Doctor, unemployed woman and funeral parlour owner arrested for death fraud

2013-08-30 00:00

A CASE of stolen identity, a fraudulent death certificate and an “obliging” doctor all emerged on Wednesday when the police arrested three people on charges of fraud.

A doctor, who cannot be named until he appears in court today, was arrested for fraud along with an unemployed woman (44) and a funeral parlour owner (33). The three were arrested in the Mandeni and Empangeni areas by the Durban commercial crimes unit.

The provincial police said the unemployed woman allegedly supplied the personal details of another woman to the doctor, which he then used to issue a death certificate. The owner of a funeral parlour then allegedly signed a document declaring that he had kept the “body” in his mortuary until she was “buried”.

“The 44-year-old woman had used the death certificate to claim on policies from various insurance companies to the value of R138 000,” said police spokesperson Colonel Jay Naicker in a statement.

When the woman whose identity was stolen discovered that she had been declared dead, she reported the matter to the police. Their investigations led to the arrest of the three people.

He said, according to the fraudulent documents, the funeral parlour, based in Empangeni, had confirmed burying the woman.

“Although claiming to have kept and buried the woman, the parlour owner could, however, not point out the grave where the woman was buried.

“The doctor had claimed in documents that he had seen the body of the deceased and certified the death, but investigations revealed that the doctor did not see any deceased body — he just filled in and signed the documents,” said Naicker.

The three will appear in court today.

The rate of fraud cases being investigated against medical practitioners in the country is cause for alarm, the Health Professions Council of South Africa (HPCSA) said yesterday.

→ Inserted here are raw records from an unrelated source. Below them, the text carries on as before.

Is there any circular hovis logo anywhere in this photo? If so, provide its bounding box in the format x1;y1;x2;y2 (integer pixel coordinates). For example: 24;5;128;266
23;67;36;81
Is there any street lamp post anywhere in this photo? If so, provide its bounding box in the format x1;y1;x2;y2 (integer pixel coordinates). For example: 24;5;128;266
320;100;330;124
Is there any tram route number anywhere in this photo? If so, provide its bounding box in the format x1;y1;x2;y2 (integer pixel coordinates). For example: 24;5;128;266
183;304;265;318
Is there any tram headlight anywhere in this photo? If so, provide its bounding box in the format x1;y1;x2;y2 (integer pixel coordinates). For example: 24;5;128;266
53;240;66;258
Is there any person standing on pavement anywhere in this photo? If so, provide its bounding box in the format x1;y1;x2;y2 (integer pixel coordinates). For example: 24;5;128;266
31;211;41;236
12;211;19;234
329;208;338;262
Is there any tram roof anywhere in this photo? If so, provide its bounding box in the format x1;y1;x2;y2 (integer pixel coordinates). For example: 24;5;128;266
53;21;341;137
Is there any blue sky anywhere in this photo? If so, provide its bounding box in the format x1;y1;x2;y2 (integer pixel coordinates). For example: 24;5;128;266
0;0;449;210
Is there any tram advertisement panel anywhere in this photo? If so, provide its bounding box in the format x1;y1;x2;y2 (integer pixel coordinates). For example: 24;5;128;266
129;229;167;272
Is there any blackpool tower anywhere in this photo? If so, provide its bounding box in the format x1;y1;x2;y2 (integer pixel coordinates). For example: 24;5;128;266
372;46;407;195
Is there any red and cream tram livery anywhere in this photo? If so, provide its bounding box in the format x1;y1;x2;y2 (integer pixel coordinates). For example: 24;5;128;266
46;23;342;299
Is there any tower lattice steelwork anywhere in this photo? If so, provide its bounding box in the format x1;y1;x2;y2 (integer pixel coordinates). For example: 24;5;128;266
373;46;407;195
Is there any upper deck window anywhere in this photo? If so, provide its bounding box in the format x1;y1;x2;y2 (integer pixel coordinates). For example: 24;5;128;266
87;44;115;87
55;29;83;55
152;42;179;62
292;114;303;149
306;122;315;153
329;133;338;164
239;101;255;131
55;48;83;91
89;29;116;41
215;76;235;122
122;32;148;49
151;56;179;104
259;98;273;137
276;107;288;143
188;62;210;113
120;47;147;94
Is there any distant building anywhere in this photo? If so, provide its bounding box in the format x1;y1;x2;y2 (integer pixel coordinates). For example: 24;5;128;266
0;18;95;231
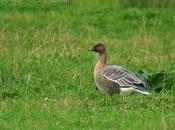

HPCSA spokesperson Bertha Peters Scheepers said most concerning are the guilty verdicts and the impact this may have on the healthcare industry.

Between April 2012 and March this year, the council has given judgment in 49 fraud and theft cases involving medical practitioners in the country.

“We have taken a hard line against any form of fraudulent activity committed by healthcare practitioners registered with us,” said Scheepers, adding that they encourage the public and other stakeholders, such as medical schemes, to report allegations of fraud by healthcare practitioners for further investigation by the body.

She said various penalties are imposed on the guilty parties depending on the nature and/or severity of the transgression. These range from fines, to suspension and permanent erasure from the register, she said.